Durante este periodo de cinco años se registraron 17.305 denuncias de abuso sexual en niños, 6.507 casos de coacción sexual y violación, 782 casos de acoso sexual y 671 casos de proxenetismo. A estos delitos se suman 38.794 denuncias por incumplimiento del deber legal alimentario y 172.722 denuncias por violencia familiar.
En el contexto del 8M, Día Internacional de la Mujer, que se recuerda hoy, la Fiscalía expone estos hechos punibles que reflejan una problemática estructural que trasciende el ámbito penal. La violencia contra niñas y adolescentes genera profundas consecuencias psicológicas, sociales y económicas que pueden extenderse durante toda la vida de las víctimas.
Comprender estas consecuencias resulta fundamental para dimensionar el impacto real del fenómeno, explicó la psicóloga Soledad Barge, integrante del equipo técnico del Observatorio del Ministerio Público.
ETAPAS CRÍTICAS
La infancia y la adolescencia temprana constituyen etapas clave para la formación de la personalidad, la autoestima y las habilidades sociales.
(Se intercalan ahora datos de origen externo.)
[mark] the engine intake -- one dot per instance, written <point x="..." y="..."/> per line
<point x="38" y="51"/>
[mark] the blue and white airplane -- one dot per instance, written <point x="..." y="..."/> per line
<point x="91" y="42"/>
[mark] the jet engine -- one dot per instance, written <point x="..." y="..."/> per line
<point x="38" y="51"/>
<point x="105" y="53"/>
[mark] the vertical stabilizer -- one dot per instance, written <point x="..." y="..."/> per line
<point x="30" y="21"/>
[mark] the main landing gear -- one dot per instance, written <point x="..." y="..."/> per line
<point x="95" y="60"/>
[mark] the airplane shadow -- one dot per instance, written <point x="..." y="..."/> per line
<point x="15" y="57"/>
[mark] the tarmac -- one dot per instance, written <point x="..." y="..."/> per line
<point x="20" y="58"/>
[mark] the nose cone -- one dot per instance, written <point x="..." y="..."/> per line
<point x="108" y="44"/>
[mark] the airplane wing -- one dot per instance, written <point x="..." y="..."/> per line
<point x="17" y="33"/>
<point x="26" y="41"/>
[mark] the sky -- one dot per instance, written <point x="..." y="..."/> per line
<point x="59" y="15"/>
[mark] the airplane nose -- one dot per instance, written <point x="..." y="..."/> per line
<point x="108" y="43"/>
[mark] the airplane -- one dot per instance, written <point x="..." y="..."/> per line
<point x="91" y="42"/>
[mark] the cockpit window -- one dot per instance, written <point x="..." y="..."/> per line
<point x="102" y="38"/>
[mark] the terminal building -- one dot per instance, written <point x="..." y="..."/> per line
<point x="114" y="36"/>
Cuando una niña es víctima de abuso sexual durante estos períodos, se produce una alteración profunda en los procesos de desarrollo psicológico. La exposición a la violencia sexual en la infancia se asocia con mayores niveles de depresión, ansiedad, estrés postraumático y conductas autodestructivas.
El trauma puede manifestarse de diversas maneras, tales como recuerdos intrusivos, miedo persistente, dificultades para confiar en otras personas –especialmente en los adultos–, así como problemas en la regulación emocional.